Before analyzing the data, a Kolmogorov–Smirnov normality test and Bartlett’s homogeneity test were carried out to determine the appropriate statistical tests needed [44]. A Kruskal–Wallis test was run to evaluate significant differences in the inhibition halo (susceptibility) of each established OEO dilution for each strain in the Kirby–Bauer test. Nemenyi’s nonparametric post hoc test was used since the data were balanced [47]. Several analyses were performed to determine and evaluate the MIC. First, a descriptive analysis was performed using boxplot graphs to observe the general behavior of the established OEO concentrations versus the optical density (OD) obtained at 450 nm. Subsequently, the percentage inhibition was calculated from the optical densities found in the experiments using the following equation [48]:

Inhibition (%) = (OD450 control − OD450 sample)/OD450 control × 100.

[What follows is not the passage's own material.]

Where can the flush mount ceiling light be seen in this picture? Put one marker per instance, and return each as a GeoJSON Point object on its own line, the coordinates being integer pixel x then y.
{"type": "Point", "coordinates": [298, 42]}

where OD450 = optical density 450 nm.

Then, the MIC of each bacterial strain was calculated using a dose–response model (DRM) based on a log-logistic regression with three parameters. This model was used since the sigmoidal curve better fits the experimental data [49,50]. Finally, the percentage inhibitions of exposure times and strains were compared to check if there were significant differences. For this purpose, the Kruskal–Wallis test was applied for the two factors above. When the Kruskal-Wallis test indicated significant differences, the Nemenyi nonparametric post hoc test was used to perform multiple comparisons and determine the differences between levels of each factor, as the data were balanced. [47]. All statistical analyses were performed at a significance level of p <0.05 using R software version 4.3.1 [51].

5. Conclusions

The essential oil of oregano from the highlands of Peru contains compounds with known antimicrobial properties, such as 2-menthen-1-ol, linalyl acetate, terpinene-4-ol, 4-thujanol, menthene, sabinene, and carvacrol methyl ether. This suggests that oregano essential oil (OEO), combined with other compounds, could be a novel strategy to combat bacteria, including antibiotic-resistant strains. The environment and altitude where oregano is grown can influence the composition of its antimicrobial molecules. It is important to compare these findings with those for other oregano oils from different origins and to test the effects on antibiotic-resistant microorganisms. This research could have positive implications for animal and human health as well as public health. Further studies are needed to determine the effects of essential oils on other microorganisms of public health concern.